Parece um bom negócio, parece um bom negócio...

Aquilo que pelo homem não é conhecido, ou sabido, vaga pela noite, através do labirinto do peito (Goethe).

9 de fevereiro de 2011

Aquele tipo de texto que se faz de madrugada

É bem verdade que no primeiro momento, eu te vi de cara, bem distante. A ponto de me esforçar o máximo, mas o máximo mesmo para que você não me avistasse.

Assim, tive de manter minha vista concentrada sempre mirando atentamente em canto, ou algum ponto, fingir-me um pouco de indiferente talvez até esperar que você viesse falar comigo, afinal, eu já fizera o bastante, eu sempre faço o bastante.

Era na rua, à noite, bem em frente a uma praça, onde os jovens costumavam se reunir para beber e etc... E você estava lá na companhia das suas amigas.

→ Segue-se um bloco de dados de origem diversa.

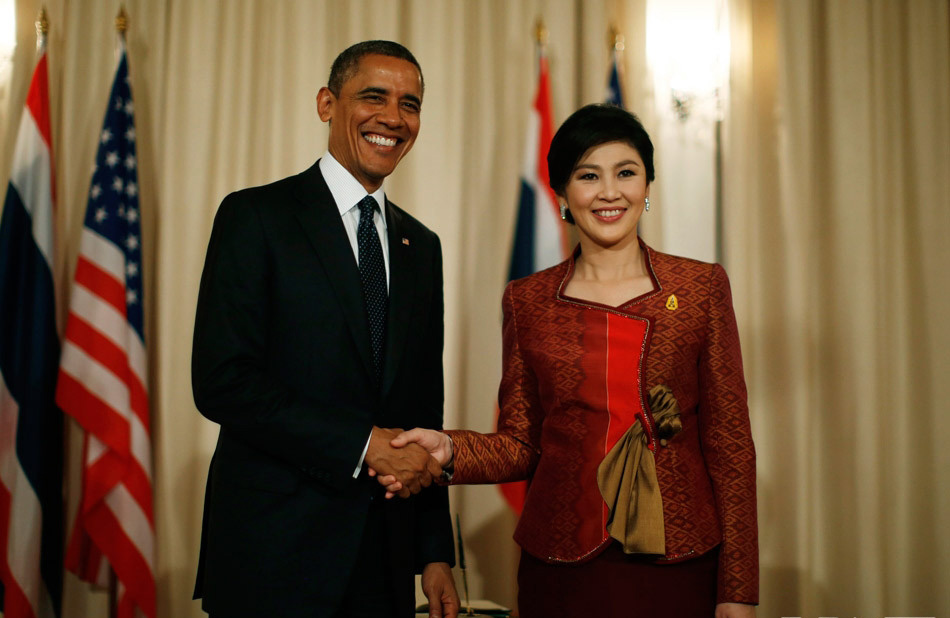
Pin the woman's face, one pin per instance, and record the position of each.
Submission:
(606, 193)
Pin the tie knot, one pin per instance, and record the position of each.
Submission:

Eu pensei; “Vou jogar a isca para ela pescar... vou montar meu picadeiro para ela cair.”. Então tive a brilhante idéia em ir até a praia, mas num lugar em que você me notasse, até que você tivesse a boa vontade em ir até lá falar comigo.

Enquanto você não se aproximava, eu simplesmente fazia um grande sinal na areia, quem olhasse de longe, pensaria que algum louco estava tão somente desenhando um grande círculo.

E você veio, eu vi sua sombra se aproximando do meu circo, do circo pelo qual eu estava dentro.

-Olá! – Você disse com certo entusiasmo, esperando me pegar de surpresa, acredito.

-Por que demorou tanto? – Eu respondi.

Você achava, JURAVA que eu estaria surpreso, mas afinal foi você quem ficou bastante surpresa...Porque eu sempre fui direto mesmo, e tudo tem seu limite até fingimento.

-Faz tempo que a gente não se fala, n é ? – Você tentando quebrar o gelo e aquele clima mórbido.

Foi quando eu olhei p´ra você pela primeira vez , depois de tanto tempo, olhando diretamente nos seus olhos, dos quais eu já os conhecia bem.

-Você veio aqui falar comigo por educação, consideração ou por algo mais...?

Você não soube como responder e até respirou profundamente.

-Tudo bem, você não imagina o que eu fiz hoje, por isso morrendo de sono. – Eu falei só para quebrar o gelo. Até que você perguntou:

- O que você fez tanto hoje?

-Você gosta de nuvens?

-O quê? – Eu sabia que você não entenderia minha mudança de assunto tão brusca.

Eu soltei uma risada e me aproximei de você;

-Você vai entender porque eu mudei de assunto, vai por mim.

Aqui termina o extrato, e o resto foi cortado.